Tuesday, September 22, 2015

Paring away the inessential

I was thinking whether there was one word I could use to describe the essence of an element, that which lies at its very core and defines its specific quality.  And with the word essence the words “paring away the inessential” leapt to my mind, and echoed there for a long time.  I recognised this as referring to the Metal element, and saw that it was appropriate that it was given to this element to be the first to formulate its own definition of its essential quality, and to offer me this glimpse of itself so clearly and succinctly.  There can be no more condensed a definition of an element’s most fundamental nature than this. I feel that the phrase goes to the heart of what distinguishes Metal from the other elements.

It is helpful to think what the word to pare means, and why this is so true of Metal.  Interestingly, we usually add the word “away” to the verb, thus to pare away.  Again this points to a very interesting Metal characteristic, for to pare away is to discard, throw away, get rid of, and this is, after all, the function of the Large Intestine.  To pare away is to remove the outer skin of something, such as fruit, and throw it aside to expose that part which we want to eat.  This action is always done with a knife, and this is of course always a metal knife.  One of the disposable knives in wood or a kind of ecologically acceptable plastic as an alternative to metal which now litter eating places cannot do the job properly, for they are far too blunt.  Only a metal knife can peel away the outer layer sufficiently cleanly, as the element itself does in peeling away the outer, superficial surface of things to reveal the truths lying below.  That is Metal’s task, and when carried out in a balanced way this is what it does all the time.  It forms the last stage of any process, its final reckoning, just as its season, autumn, exposes the skeletons of trees, revealing their essential nature before winter comes to cover them in frost and snow.
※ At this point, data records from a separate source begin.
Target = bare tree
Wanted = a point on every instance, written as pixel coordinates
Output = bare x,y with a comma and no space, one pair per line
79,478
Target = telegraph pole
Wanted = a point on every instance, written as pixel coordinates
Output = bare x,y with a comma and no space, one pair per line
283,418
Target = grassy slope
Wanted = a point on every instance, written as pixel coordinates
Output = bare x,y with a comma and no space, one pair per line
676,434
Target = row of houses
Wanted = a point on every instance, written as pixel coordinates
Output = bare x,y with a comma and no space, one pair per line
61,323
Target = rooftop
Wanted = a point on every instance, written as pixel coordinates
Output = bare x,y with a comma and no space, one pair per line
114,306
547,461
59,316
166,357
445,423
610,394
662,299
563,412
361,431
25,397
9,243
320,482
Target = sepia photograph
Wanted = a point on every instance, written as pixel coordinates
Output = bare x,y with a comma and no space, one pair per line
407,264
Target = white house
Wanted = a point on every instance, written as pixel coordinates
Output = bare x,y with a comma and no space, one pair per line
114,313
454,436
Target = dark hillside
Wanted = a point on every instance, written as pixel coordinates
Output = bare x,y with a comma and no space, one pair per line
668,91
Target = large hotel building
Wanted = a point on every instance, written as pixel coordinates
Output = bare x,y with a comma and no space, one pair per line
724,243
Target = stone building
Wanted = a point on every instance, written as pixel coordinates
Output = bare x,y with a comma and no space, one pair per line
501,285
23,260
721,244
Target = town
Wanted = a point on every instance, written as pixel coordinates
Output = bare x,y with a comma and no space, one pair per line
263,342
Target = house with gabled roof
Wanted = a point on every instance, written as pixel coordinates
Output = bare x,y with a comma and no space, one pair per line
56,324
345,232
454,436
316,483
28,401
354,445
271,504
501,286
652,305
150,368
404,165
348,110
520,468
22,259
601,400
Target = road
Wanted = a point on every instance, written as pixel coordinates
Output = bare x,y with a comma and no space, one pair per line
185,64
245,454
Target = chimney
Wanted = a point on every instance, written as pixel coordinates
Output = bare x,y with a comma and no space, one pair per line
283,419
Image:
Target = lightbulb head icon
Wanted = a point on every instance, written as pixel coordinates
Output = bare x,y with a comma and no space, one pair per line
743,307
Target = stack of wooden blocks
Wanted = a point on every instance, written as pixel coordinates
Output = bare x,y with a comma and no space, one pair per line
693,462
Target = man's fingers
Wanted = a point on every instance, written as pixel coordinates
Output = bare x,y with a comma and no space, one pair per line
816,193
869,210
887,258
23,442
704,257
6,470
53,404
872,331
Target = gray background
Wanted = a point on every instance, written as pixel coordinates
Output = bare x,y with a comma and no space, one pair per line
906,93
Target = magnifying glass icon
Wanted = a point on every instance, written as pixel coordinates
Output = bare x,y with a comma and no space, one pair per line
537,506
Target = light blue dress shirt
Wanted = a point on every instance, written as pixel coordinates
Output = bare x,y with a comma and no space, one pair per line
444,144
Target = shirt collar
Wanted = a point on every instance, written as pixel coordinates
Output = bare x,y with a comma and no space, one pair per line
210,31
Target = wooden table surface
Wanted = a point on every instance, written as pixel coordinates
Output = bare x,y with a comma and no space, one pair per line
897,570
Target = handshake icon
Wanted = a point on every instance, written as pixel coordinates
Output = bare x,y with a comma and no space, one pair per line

It is to Metal people that I find myself turning when I have a difficult decision to make, for I have found that they can sum up the essence of a situation quickly and in very few words, in effect paring away what is inessential in the situation and revealing the heart of the matter.  This is always done in surprisingly few words.  A Metal person when asked for their opinion about some problem is likely to say, “Do this” or “Do that”, or “I don’t think that’s a good idea”, and leave it at that, as though for them the subject has now been dealt with and put to one side, and they want to move on.  It is as though they have removed the outer skin of whatever we are discussing, pared the inessential away, and pointed to its inner core, to what they consider its essence.  I have therefore always found Metal’s advice to be to the point (such a Metal phrase!), as if they are indeed handing over to me the heart of the fruit on the tip of the knife which they have used to pare away its outer covering.